UmfrageWidmer-Schlumpf ist Klassenbeste

Eveline Widmer-Schlumpf wurde in einer Umfrage zur Musterschülerin im Bundesrat erkoren. Bundespräsident Pascal Couchepin erhielt als Letzter eine ungenügende Note.

Anderthalbtausend Menschen feierten am 13. Dezember 2007 auf dem Bundesplatz ihre neue Bundesrätin Eveline Widmer-Schlumpf. Dass sie seither nichts von ihrer Beliebtheit eingebüsst hat, zeigt die jüngste Umfrage der «Coop-Zeitung»: Die Be­fragten stellten ihr darin das beste Zeugnis aller Bundesräte aus. Mit der Note 4,59 verweist die Justizministerin Hans-Rudolf Merz und den bisherigen «Liebling der Nation», Doris Leuthard, auf die Plätze zwei und drei.

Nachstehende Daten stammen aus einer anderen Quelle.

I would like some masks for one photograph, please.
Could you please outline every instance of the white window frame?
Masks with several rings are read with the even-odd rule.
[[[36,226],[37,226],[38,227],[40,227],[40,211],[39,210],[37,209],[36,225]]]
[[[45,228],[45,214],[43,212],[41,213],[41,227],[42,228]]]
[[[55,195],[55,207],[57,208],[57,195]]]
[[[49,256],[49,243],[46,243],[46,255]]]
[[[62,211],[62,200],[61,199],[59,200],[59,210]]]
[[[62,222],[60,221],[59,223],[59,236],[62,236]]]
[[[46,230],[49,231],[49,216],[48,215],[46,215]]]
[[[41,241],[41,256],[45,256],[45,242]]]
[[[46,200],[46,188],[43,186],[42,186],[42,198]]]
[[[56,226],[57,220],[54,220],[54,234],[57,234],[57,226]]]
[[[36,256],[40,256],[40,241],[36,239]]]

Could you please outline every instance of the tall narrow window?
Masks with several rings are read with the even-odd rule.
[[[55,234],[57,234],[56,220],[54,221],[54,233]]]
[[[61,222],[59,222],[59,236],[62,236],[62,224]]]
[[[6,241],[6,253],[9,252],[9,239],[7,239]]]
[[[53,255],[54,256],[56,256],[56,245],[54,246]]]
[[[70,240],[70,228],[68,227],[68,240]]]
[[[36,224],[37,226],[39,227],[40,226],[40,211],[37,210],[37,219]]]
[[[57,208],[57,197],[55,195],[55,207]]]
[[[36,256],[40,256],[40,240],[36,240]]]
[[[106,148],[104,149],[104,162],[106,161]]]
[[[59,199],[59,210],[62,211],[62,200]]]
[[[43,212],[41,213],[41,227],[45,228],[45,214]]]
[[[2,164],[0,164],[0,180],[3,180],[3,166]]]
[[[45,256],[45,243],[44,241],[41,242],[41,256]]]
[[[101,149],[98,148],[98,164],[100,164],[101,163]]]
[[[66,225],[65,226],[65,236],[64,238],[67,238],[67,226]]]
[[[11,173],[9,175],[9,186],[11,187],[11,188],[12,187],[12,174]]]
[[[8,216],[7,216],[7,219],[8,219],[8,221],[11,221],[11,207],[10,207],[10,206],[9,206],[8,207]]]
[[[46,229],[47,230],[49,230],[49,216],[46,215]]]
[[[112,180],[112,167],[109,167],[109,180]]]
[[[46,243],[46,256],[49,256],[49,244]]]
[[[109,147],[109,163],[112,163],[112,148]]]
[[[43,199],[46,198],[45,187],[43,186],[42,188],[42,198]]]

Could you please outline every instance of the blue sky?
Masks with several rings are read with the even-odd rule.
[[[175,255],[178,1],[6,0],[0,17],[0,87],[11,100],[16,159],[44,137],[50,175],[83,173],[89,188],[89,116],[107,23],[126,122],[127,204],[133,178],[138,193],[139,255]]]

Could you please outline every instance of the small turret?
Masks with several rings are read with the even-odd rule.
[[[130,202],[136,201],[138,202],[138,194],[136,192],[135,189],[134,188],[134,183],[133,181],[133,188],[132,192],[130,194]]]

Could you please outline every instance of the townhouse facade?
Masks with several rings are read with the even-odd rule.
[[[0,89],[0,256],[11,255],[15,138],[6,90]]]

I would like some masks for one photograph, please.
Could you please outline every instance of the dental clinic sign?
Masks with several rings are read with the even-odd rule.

Das Resultat ist dabei nur die neuste Ehrung für die BDP-Politikerin. Schon das ganze Jahr über wurde Widmer-Schlumpf von Politikern und Medien mit Beifall überhäuft. So hat sie die «SonntagsZeitung» kürzlich zur Aufsteigerin des Jahres gekürt. Und im gestrigen «Tages-Anzeiger» priesen Chefbeamte die Justizministerin für ihre Dossier- und Sachkenntnis. Selbst von SVP-Vertretern wurde sie über den grünen Klee gelobt: Nationalrat Alexander Baumann erhob sie im Oktober kurzerhand zur «Superministerin». Nun steht der 52-Jährigen das Jahr der Bewährung bevor.

Im Durchschnitt erhielten die Bundesräte in der Umfrage die dürftige Note 4,2. Aussenministerin Micheline Calmy-Rey lag noch knapp darüber. Der fünftplatzierte Moritz Leuenberger schaffte gerade noch eine genügende Note. Dagegen müssten der zurückgetretene Samuel Schmid (Note 3,83) und Bundespräsident Pascal Couchepin mit einem Schnitt von 3,72 die Klasse wiederholen.